“Automated and Dangerous”: A New AI Framework Can Run 150+ Hacking Tools Autonomously

The HexStrike AI repository has released HexStrike AI MCP Agents v6.0—a powerful framework for automating penetration tests. The system integrates more than 150 security tools and 12 autonomous AI agents operating through the FastMCP protocol.

HexStrike performs intelligent target analysis, automatically selects tools and parameters, conducts scans, and generates real-time reports. Its arsenal includes modules for analyzing networks, web applications, cloud infrastructures, binary files, APIs, and CTF challenges.

Among the newly introduced agents are: IntelligentDecisionEngine for optimal tool selection, AIExploitGenerator for exploit creation, VulnerabilityCorrelator for constructing attack chains, and CVEIntelligenceManager for managing vulnerability databases.

The framework supports integration with Claude, GPT, and other MCP-compatible agents. It offers ready-made scenarios for bug bounty programs, CTF challenges, and API analysis, along with an enhanced web automation module featuring Selenium and headless Chrome support.

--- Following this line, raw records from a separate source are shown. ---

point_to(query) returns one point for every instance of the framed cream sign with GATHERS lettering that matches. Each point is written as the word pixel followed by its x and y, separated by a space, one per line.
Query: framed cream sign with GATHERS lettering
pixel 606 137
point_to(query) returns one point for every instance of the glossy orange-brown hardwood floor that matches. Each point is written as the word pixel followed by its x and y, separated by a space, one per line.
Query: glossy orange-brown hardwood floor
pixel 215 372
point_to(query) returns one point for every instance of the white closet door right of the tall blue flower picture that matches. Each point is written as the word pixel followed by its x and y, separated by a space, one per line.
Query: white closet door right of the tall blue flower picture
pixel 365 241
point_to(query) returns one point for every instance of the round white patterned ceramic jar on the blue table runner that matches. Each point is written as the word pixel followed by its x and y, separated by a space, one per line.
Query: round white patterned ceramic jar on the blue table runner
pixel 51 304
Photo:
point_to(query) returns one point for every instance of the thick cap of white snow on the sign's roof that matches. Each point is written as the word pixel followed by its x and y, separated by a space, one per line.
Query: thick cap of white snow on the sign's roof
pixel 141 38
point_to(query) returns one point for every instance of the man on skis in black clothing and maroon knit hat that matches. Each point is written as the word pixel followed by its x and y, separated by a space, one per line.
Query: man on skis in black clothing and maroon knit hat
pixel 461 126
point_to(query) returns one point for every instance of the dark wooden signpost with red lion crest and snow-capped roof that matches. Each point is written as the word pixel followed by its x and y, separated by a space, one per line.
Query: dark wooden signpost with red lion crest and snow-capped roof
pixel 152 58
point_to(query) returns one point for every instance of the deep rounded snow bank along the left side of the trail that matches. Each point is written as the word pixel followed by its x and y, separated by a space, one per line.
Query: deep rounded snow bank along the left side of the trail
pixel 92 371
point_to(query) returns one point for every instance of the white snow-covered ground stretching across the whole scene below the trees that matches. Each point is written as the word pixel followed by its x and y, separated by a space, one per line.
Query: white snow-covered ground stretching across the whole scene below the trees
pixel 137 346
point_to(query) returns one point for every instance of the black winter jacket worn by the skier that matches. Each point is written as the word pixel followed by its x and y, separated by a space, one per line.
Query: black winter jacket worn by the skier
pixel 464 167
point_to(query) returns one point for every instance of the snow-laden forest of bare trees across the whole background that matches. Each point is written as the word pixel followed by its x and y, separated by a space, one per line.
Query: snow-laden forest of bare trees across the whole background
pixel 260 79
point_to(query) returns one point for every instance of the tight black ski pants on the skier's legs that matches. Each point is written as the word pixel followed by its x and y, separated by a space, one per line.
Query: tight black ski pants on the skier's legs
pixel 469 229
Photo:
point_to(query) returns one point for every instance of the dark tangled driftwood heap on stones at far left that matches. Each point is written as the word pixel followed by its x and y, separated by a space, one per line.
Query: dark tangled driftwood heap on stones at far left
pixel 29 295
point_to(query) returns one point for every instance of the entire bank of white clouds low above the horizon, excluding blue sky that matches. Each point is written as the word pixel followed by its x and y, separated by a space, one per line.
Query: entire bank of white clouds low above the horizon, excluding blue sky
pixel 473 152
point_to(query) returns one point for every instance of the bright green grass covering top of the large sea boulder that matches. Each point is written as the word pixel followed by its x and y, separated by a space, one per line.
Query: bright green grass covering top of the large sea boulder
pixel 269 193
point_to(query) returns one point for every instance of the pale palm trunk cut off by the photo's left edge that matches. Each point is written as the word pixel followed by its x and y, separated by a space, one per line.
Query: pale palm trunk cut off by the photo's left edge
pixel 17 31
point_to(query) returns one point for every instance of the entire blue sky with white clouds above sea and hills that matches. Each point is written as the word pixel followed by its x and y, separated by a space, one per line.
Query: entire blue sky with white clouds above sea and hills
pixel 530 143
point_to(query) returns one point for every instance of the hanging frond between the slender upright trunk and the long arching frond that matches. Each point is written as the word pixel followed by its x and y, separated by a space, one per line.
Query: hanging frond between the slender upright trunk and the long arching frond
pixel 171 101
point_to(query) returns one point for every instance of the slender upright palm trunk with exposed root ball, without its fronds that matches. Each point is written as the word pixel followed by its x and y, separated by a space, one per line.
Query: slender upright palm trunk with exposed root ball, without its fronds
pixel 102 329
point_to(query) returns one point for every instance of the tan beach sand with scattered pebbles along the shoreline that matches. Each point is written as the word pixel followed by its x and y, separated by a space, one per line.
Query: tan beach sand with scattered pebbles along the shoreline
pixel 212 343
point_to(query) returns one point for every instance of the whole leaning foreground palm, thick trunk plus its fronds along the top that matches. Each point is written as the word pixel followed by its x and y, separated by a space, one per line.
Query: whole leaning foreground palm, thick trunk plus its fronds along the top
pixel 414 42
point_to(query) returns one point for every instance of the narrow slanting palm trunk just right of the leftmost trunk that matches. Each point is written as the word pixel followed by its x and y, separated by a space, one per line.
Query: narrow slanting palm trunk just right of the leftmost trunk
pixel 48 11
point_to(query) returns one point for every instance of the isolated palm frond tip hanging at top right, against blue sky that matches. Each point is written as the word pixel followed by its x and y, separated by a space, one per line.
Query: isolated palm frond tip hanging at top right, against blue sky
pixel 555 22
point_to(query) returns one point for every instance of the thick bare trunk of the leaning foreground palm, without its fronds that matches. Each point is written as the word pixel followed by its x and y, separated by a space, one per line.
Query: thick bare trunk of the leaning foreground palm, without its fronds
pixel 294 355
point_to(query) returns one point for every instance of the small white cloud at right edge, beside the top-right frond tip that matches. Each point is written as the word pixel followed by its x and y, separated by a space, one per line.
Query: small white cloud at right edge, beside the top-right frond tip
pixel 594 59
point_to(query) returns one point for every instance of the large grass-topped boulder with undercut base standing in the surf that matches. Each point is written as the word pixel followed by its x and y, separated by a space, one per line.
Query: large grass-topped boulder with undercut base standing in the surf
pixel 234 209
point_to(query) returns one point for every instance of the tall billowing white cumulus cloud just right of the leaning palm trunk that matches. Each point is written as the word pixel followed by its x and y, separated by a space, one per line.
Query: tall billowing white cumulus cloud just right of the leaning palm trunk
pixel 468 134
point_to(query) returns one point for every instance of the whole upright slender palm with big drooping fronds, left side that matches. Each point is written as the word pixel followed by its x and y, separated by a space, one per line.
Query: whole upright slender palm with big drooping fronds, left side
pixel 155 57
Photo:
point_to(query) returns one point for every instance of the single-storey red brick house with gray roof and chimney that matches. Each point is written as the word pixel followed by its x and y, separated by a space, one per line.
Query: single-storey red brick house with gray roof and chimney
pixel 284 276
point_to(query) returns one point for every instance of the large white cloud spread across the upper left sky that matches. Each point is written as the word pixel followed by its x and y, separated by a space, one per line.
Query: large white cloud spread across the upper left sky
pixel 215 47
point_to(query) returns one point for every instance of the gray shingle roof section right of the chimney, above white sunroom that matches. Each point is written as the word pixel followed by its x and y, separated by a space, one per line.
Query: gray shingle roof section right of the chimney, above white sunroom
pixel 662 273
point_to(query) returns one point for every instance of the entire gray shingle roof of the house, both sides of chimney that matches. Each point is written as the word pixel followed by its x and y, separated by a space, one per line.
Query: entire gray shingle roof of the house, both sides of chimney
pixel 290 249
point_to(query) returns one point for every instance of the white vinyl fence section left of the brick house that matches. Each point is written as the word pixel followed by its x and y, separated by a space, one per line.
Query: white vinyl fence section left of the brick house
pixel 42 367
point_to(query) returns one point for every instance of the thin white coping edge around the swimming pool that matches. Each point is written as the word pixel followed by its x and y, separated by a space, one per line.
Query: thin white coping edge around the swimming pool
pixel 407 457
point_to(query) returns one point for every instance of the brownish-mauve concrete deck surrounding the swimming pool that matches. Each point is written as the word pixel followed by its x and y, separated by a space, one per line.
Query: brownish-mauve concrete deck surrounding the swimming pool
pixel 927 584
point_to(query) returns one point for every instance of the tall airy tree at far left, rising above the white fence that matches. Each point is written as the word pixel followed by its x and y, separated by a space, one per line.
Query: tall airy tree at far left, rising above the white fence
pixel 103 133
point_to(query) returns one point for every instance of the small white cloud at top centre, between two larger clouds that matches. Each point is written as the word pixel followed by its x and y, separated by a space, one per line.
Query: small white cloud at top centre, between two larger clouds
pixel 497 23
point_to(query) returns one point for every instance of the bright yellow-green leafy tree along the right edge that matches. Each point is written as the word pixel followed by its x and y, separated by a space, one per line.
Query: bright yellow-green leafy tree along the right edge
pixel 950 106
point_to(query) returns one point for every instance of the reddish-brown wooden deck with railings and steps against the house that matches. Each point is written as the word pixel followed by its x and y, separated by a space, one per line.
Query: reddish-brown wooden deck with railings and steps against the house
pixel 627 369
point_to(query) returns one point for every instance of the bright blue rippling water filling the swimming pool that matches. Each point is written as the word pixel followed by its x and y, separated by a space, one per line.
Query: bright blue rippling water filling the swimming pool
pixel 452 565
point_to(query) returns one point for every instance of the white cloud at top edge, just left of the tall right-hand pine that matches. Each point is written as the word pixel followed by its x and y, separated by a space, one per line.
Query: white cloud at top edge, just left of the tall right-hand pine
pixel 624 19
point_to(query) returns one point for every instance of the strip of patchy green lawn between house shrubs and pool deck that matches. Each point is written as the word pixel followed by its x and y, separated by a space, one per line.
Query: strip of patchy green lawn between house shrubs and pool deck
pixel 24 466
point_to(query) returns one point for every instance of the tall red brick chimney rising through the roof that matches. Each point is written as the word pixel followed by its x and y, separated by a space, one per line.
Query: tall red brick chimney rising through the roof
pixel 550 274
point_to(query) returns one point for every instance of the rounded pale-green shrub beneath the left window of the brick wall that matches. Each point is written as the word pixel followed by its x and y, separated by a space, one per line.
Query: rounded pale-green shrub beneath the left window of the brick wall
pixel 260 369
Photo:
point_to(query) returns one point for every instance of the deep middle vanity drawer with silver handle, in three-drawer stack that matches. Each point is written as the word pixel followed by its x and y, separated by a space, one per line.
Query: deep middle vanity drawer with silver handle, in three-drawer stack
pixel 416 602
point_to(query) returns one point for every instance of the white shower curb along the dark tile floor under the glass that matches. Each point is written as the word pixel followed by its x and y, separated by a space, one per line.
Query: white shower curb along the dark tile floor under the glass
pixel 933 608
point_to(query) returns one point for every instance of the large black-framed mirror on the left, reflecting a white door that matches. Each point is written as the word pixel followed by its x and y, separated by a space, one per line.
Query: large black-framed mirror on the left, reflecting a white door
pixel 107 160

Compared to manual testing, vulnerability detection speed is 16–24 times faster, reports are generated in minutes instead of hours, and accuracy reaches 98.7% with a remarkably low false-positive rate.

In the upcoming HexStrike AI v7.0, developers promise to expand the number of agents to 250, introduce Docker support, add a desktop client, and optimize resource usage—reducing load by up to 40%.

The tool is distributed under the MIT license and is intended for contractual penetration testing, bug bounty programs, CTF competitions, and research purposes. The authors caution, however, that the system should only be executed in isolated environments, as the agents have access to a wide range of security utilities.

The project remains open for contributions, welcoming proposals for new integrations, performance optimizations, and expanded documentation.